Mosquée Al-Hakim bi-Amr Allah
Emplacement et importance
Située à l’extrémité nord de la rue Al-Muʿizz li-Dīn Allāh al-Fatimi, près de Bab al-Futuh, cette mosquée constitue un repère emblématique du Vieux Caire. Elle est considérée comme la deuxième plus grande mosquée de la région, après la mosquée d’Ibn Ṭūlūn. Représentant l’apogée de l’époque fatimide, elle est souvent appelée mosquée d’al-Hākim ou al-Jāmiʿ al-Anwar, ce qui signifie « la Mosquée lumineuse ».

Origines historiques
La construction de cette grande mosquée débuta en 380 de l’Hégire (990) sous le règne du calife fatimide al-ʿAzīz bi-llāh. Elle fut achevée en 403 de l’Hégire (1013) sous le règne de son fils, le calife al-Hākim bi-Amr Allāh, dont la mosquée porte le nom. Conçue comme la mosquée officielle du vendredi du Caire à l’époque, elle servait de lieu sacré pour les prières collectives et les sermons du vendredi.

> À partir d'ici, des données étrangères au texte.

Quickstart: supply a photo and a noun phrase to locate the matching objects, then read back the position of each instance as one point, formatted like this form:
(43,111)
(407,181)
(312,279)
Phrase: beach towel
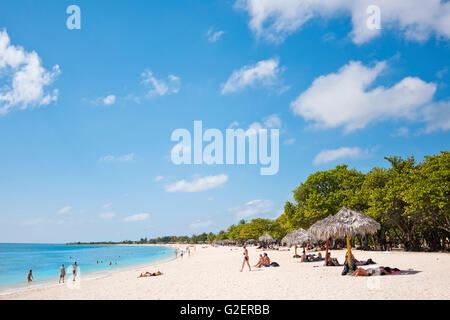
(274,264)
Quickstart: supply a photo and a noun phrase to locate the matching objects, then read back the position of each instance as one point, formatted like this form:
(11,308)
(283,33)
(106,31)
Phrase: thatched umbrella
(346,223)
(265,238)
(298,236)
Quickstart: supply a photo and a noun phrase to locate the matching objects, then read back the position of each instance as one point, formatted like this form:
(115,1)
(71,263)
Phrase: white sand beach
(213,273)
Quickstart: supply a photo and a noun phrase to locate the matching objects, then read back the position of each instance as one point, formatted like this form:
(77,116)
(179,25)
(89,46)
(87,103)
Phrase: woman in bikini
(30,276)
(246,259)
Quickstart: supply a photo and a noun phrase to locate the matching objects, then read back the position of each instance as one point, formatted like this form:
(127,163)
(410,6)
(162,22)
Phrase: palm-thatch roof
(266,237)
(345,222)
(298,236)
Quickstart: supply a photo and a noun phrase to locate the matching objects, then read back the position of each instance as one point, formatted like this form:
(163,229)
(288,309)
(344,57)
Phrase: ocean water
(45,260)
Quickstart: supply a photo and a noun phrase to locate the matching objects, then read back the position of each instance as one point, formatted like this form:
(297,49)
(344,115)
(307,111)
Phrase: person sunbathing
(304,257)
(332,262)
(380,271)
(260,261)
(149,274)
(266,260)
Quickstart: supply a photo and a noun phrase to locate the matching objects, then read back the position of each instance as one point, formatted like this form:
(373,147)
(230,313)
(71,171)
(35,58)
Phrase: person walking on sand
(62,273)
(30,276)
(75,270)
(246,259)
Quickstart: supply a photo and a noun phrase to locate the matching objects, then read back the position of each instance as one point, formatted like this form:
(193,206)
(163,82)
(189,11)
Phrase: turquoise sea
(16,259)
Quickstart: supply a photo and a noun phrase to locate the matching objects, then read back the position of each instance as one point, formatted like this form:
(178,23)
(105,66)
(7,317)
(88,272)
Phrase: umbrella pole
(349,251)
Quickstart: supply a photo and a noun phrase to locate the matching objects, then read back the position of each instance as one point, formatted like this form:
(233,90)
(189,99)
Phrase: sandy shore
(213,273)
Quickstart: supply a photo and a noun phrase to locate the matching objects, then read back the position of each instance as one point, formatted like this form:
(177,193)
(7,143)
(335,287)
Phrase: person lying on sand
(264,261)
(260,261)
(332,262)
(380,271)
(149,274)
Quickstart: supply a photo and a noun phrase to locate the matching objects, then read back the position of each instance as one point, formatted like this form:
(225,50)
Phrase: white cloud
(253,208)
(326,156)
(123,158)
(416,19)
(213,36)
(289,142)
(200,224)
(181,150)
(65,209)
(160,87)
(109,100)
(437,116)
(270,122)
(27,75)
(137,217)
(263,73)
(197,185)
(107,215)
(343,99)
(401,132)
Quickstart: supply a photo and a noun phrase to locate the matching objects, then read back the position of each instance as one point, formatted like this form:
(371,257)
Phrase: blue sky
(85,148)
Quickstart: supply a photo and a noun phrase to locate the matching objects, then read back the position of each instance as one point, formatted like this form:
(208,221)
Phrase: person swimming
(62,273)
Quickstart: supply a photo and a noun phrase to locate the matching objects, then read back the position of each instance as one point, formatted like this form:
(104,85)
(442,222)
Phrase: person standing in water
(75,270)
(30,276)
(246,258)
(62,273)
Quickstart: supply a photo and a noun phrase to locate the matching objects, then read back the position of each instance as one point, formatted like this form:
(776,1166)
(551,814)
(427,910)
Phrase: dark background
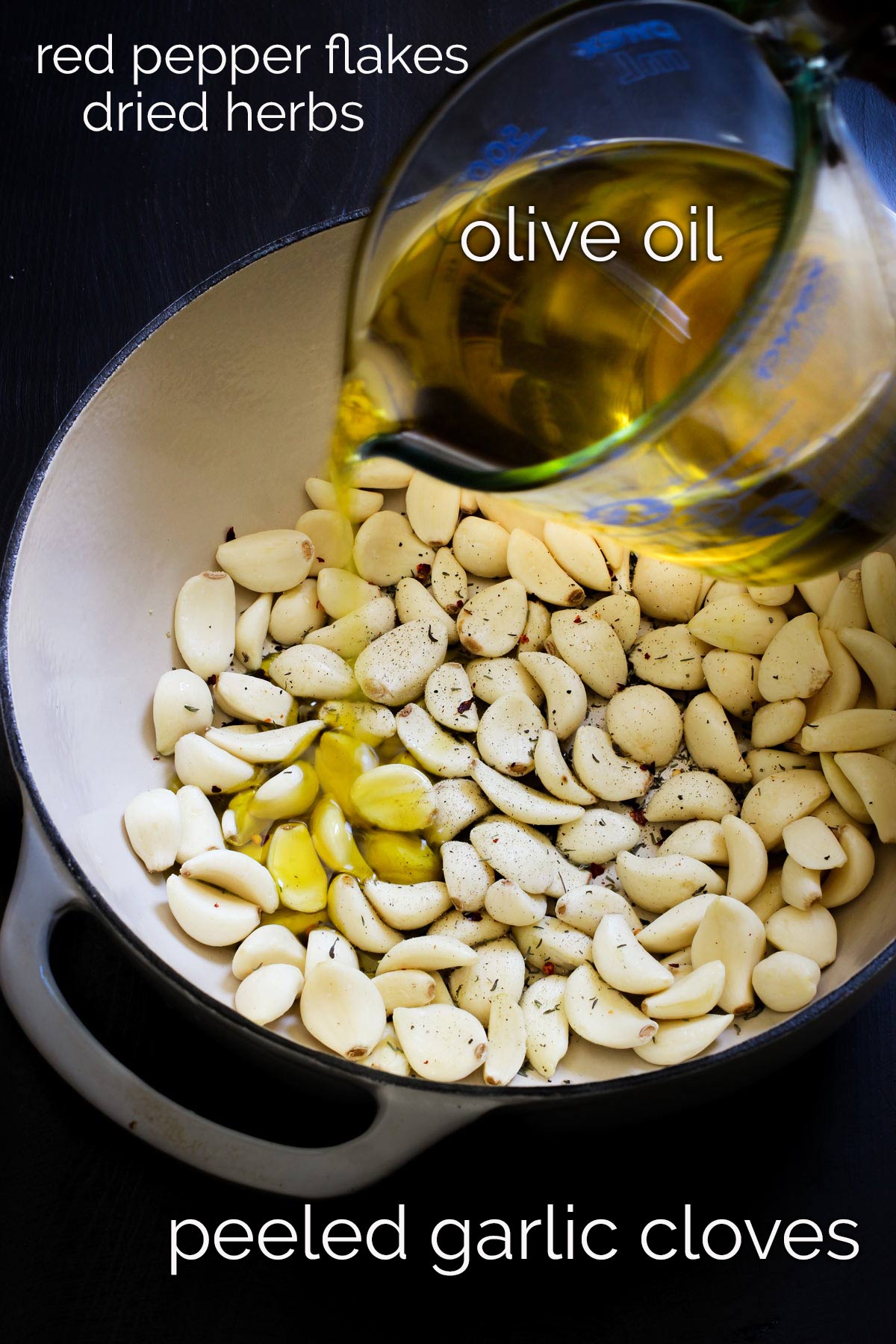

Architecture et agencement
Occupant une superficie d’environ 13 000 mètres carrés, la mosquée présente un design rectangulaire saisissant. Ses principaux éléments comprennent :
- Une vaste cour centrale ouverte.
- Des portiques entourant les quatre côtés, le portique de la qibla (côté sud-est) étant le plus grand.
- Un mihrab principal richement décoré de plâtre et de bois sculpté.
La structure est caractérisée par deux minarets monumentaux sur sa façade nord, initialement construits comme des tours indépendantes, puis intégrés dans des bases carrées en pierre pour une protection sismique. La façade elle-même présente une série d’arcades et de tours en pierre, conférant au bâtiment une esthétique à la fois fortifiée et majestueuse.

Fonctions historiques
Au fil de l’histoire, le rôle de la mosquée dépassa celui du simple lieu de culte. Elle servait de centre d’activité politique et religieuse au cœur du Caire fatimide. Lors de périodes tumultueuses, elle fut réutilisée comme espace de stockage ou caserne militaire. Un tremblement de terre en 1303 provoqua des dégâts importants, notamment sur ses minarets.

Efforts de restauration
Divers projets de restauration furent entrepris tout au long des périodes mamelouke et ottomane. À l’époque moderne, sa réhabilitation prit de l’ampleur au cours du XXᵉ siècle grâce à la communauté Dawoodi Bohra (al-Daʿwa wa-l-Iṣlaḥ). Leurs efforts ont permis de rendre à la mosquée son ancien éclat, la rendant accessible à la fois pour la prière et le tourisme au sein du Caire historique.

Efforts de restauration
Divers projets de restauration furent entrepris tout au long des périodes mamelouke et ottomane. À l’époque moderne, sa réhabilitation prit de l’ampleur au cours du XXᵉ siècle grâce à la communauté Dawoodi Bohra (al-Daʿwa wa-l-Iṣlaḥ). Leurs efforts ont permis de rendre à la mosquée son ancien éclat, la rendant accessible à la fois pour la prière et le tourisme au sein du Caire historique.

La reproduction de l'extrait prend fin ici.